YOUR SOLIN GENERATED RECIPE
Grilled Chicken Breast with Roasted Broccoli and Quinoa
Enjoy a vibrant, healthful lunch featuring lean grilled chicken paired with roasted broccoli and a small serving of fluffy quinoa. This balanced dish is dressed in a light olive oil drizzle, delivering a delicious combination of textures and flavors perfect for a fulfilling meal.
INGREDIENTS
4 oz Chicken Breast
1/8 cup dry quinoa (yields about 0.75 cup cooked)
1 cup Broccoli
2 tsp Olive Oil
PREPARATION
Preheat a grill or grill pan over medium-high heat.
Season the chicken breast with salt, pepper, and any desired herbs.
Grill the chicken for about 5-6 minutes per side, or until fully cooked with an internal temperature of 165°F.
While the chicken cooks, preheat the oven to 425°F and line a baking sheet with parchment paper.
Toss the broccoli with 1 teaspoon of olive oil, salt, and pepper, then spread evenly on the baking sheet.
Roast the broccoli in the oven for about 15 minutes until tender and slightly charred.
Rinse the quinoa under cold water.

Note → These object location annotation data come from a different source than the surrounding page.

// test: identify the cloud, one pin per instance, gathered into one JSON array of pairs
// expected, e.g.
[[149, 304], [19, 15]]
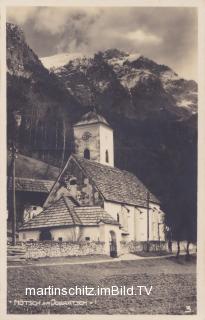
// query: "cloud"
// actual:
[[170, 40], [143, 37], [21, 15]]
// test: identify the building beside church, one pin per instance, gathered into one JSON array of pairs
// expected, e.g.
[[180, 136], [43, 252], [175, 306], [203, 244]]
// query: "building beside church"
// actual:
[[92, 200]]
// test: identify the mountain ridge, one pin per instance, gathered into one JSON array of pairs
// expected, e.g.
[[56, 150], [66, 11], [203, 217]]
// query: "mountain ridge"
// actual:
[[154, 138]]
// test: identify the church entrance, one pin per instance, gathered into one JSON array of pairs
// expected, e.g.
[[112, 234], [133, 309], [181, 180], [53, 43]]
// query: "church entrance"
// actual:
[[45, 235], [113, 244]]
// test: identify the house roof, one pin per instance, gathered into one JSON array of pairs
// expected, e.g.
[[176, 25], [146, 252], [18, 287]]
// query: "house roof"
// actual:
[[90, 118], [116, 185], [31, 185], [64, 212]]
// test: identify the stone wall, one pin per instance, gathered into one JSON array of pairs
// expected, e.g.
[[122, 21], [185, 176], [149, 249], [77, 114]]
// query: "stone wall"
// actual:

Cook it according to package instructions; for 1/8 cup dry quinoa, simmer in water for around 15 minutes until the grains have fluffed up.
Drizzle the remaining teaspoon of olive oil over the cooked quinoa and mix gently.
Plate the grilled chicken alongside a serving of quinoa and roasted broccoli. Enjoy your balanced, flavorful lunch.